Washington, US – World Bank has revealed that lowering the tax bracket for Personal Income Tax (PIT) in Maldives can increase the national PIT collections by fivefold.
“Maldives Public Expenditure Review : Restoring Fiscal Health” report released by the World Bank stated that their simulations indicate that halving the threshold to MVR 300,000 (US$19,480), for example, would increase PIT collections fivefold to US$28 million annually, equivalent to 0.5 percent of 2019 GDP. Reducing the threshold would increase the tax base, result in more revenues, and make the tax system more progressive.
World Bank has also recommended to introduce a more presumptive regime for businesses below the GST threshold. The organization stated that at present, many small businesses do not pay business profit taxes as they generate below MVR 500,000 (US$32,467) annually and that a uniform presumptive tax, for example at a rate of 2 or 3 percent of turnover, for these businesses would generate additional revenues of 0.2 percent of GDP, reduce compliance burdens, and lower administrative costs.
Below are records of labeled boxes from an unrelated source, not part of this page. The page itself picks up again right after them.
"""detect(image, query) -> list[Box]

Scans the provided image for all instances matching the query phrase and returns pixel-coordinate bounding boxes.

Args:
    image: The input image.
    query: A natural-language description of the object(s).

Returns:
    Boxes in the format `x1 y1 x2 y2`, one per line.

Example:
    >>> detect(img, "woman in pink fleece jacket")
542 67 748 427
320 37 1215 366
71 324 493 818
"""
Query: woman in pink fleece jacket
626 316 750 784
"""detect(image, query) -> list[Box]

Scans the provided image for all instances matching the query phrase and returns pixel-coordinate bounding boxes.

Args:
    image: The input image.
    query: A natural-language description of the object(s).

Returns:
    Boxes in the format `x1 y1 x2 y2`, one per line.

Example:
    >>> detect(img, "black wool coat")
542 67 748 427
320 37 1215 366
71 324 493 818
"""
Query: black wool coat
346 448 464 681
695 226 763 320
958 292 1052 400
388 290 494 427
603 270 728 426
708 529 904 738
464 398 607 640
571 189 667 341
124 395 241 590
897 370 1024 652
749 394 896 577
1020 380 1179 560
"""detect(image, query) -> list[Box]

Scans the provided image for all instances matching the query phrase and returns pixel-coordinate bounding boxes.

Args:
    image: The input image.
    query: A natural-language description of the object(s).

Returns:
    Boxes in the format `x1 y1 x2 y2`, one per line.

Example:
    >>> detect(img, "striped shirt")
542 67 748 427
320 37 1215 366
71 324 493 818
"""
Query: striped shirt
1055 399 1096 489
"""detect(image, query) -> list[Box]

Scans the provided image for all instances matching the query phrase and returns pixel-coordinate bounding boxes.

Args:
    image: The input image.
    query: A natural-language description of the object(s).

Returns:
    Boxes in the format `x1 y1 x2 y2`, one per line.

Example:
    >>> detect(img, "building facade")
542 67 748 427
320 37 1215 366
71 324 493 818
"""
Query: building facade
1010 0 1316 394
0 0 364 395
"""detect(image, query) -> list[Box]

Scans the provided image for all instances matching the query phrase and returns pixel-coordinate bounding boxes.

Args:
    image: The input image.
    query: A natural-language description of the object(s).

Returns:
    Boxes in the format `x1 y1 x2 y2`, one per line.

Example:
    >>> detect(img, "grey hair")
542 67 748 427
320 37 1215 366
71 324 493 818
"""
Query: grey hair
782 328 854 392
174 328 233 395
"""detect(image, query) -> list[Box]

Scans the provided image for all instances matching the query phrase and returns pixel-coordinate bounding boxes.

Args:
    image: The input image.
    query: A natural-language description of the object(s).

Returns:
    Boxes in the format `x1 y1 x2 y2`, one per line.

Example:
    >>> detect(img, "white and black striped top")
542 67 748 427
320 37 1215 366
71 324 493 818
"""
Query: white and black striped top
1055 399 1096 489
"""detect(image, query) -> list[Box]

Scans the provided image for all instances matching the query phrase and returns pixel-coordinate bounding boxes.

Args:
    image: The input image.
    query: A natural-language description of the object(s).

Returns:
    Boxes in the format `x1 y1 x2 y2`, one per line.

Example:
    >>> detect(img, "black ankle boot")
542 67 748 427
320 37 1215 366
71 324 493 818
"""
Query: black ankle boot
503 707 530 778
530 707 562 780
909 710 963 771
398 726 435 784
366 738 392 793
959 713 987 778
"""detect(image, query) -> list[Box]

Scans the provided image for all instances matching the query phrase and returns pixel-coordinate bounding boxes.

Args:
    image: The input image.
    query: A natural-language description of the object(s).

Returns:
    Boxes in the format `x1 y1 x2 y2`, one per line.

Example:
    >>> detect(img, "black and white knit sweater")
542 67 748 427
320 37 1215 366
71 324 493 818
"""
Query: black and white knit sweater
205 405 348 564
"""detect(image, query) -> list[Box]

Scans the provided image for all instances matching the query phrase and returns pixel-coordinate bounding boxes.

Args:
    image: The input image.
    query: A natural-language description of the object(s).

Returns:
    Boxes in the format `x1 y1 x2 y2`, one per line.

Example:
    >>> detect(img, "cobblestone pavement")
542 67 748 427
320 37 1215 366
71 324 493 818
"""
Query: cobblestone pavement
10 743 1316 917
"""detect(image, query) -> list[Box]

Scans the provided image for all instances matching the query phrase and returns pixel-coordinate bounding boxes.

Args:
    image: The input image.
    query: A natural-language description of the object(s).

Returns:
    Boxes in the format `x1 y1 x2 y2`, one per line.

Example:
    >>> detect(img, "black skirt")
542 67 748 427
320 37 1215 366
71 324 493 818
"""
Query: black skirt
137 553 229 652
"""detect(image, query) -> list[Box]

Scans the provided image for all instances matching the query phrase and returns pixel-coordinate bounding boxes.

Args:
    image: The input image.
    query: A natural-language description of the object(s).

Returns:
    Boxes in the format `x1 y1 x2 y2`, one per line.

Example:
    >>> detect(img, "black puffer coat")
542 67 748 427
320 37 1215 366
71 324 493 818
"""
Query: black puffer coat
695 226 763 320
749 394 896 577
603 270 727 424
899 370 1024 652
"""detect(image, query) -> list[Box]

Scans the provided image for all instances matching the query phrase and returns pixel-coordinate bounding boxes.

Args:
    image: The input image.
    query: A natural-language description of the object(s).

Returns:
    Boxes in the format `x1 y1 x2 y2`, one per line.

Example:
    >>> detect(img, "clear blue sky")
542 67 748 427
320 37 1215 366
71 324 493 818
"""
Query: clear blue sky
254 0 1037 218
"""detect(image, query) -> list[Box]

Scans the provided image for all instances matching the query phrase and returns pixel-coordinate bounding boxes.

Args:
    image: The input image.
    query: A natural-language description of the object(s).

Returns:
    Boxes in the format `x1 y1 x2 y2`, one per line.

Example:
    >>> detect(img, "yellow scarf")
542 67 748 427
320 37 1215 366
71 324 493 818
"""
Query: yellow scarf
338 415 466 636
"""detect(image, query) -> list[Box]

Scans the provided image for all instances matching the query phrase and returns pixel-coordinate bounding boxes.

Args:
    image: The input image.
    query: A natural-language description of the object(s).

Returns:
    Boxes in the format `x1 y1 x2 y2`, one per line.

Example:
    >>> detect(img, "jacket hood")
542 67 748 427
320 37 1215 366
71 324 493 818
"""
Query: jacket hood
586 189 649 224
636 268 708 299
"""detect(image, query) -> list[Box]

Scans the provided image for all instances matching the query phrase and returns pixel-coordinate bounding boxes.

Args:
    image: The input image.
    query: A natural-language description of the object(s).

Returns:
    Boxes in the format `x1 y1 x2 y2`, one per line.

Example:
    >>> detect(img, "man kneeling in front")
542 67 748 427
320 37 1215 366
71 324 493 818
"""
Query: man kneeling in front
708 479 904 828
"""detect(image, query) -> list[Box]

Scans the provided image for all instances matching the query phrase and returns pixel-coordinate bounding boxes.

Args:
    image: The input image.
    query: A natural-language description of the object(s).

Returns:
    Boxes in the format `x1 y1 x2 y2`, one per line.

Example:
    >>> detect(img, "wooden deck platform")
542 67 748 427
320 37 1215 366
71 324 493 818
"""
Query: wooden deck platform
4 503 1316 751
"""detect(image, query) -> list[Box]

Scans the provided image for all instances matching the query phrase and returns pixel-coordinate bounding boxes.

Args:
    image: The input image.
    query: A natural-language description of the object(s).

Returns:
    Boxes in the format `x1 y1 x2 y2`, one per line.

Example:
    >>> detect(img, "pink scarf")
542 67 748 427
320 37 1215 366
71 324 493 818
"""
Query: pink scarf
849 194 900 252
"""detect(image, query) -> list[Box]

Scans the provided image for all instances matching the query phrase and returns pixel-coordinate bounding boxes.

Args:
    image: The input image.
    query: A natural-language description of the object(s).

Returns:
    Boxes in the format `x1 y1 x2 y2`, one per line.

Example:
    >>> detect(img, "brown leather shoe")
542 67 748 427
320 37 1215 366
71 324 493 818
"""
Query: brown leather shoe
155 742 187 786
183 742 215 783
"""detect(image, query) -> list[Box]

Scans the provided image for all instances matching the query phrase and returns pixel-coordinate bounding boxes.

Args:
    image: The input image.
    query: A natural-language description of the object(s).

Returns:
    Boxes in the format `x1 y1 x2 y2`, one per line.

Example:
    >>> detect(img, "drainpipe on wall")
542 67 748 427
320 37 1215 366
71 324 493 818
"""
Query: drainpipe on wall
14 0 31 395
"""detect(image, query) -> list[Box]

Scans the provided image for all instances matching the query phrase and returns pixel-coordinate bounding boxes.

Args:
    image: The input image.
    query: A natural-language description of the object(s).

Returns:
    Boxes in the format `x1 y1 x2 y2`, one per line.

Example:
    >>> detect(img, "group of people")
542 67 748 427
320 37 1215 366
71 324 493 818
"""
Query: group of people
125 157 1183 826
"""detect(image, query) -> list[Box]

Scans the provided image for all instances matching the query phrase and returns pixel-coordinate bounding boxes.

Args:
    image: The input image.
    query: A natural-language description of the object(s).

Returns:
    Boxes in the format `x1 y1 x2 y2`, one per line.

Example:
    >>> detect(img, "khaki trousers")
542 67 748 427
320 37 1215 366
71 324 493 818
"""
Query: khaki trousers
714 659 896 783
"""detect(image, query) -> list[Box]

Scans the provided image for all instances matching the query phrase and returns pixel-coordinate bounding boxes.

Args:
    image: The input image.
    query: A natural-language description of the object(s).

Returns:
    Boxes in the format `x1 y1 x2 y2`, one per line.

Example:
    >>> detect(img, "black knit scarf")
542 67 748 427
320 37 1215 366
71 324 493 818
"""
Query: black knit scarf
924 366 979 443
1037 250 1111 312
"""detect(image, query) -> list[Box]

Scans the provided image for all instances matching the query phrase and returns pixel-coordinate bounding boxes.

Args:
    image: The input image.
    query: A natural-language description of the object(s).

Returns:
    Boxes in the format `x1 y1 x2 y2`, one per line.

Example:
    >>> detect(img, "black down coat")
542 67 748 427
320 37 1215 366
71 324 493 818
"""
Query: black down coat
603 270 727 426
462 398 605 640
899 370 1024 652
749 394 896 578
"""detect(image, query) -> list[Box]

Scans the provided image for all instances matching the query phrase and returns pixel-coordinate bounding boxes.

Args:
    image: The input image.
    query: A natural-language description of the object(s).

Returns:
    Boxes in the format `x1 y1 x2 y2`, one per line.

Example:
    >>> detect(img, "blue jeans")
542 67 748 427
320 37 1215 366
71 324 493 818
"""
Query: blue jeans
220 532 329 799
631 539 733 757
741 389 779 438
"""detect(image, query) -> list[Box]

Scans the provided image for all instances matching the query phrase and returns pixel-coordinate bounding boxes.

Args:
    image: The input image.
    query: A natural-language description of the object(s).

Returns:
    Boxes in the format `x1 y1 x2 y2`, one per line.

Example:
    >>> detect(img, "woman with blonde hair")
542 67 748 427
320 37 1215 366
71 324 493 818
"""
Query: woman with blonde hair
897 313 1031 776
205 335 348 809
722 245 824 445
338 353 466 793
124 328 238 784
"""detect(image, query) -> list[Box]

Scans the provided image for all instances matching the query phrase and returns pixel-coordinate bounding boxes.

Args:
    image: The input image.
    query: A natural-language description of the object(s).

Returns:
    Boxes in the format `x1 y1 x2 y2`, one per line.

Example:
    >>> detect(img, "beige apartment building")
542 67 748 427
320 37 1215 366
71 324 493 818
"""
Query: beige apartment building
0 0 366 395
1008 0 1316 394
Maximizing revenue potential will require parallel investments in tax morale and tax equity. The success of revenue reforms will be heavily dependent on political support. Tax reforms only yield their revenue potential if, besides effective enforcement and facilitation measures, taxpayers have “nonpecuniary motivations for tax compliance”.Maldives Public Expenditure Review : Restoring Fiscal Health – World Bank
World Bank also stated that whether Maldives can successfully raise revenues depends on how well citizens believe their taxes are being spent, whether they feel they are treated fairly by tax officials, how well tax laws and decisions are communicated, and how equitable the tax system is.
These dimensions of reciprocity, fairness, equity, and accountability will need to be central in the Maldives Inland Revenue Authority’s (MIRA) compliance strategies to help build trust in the tax system and expand the domestic tax base.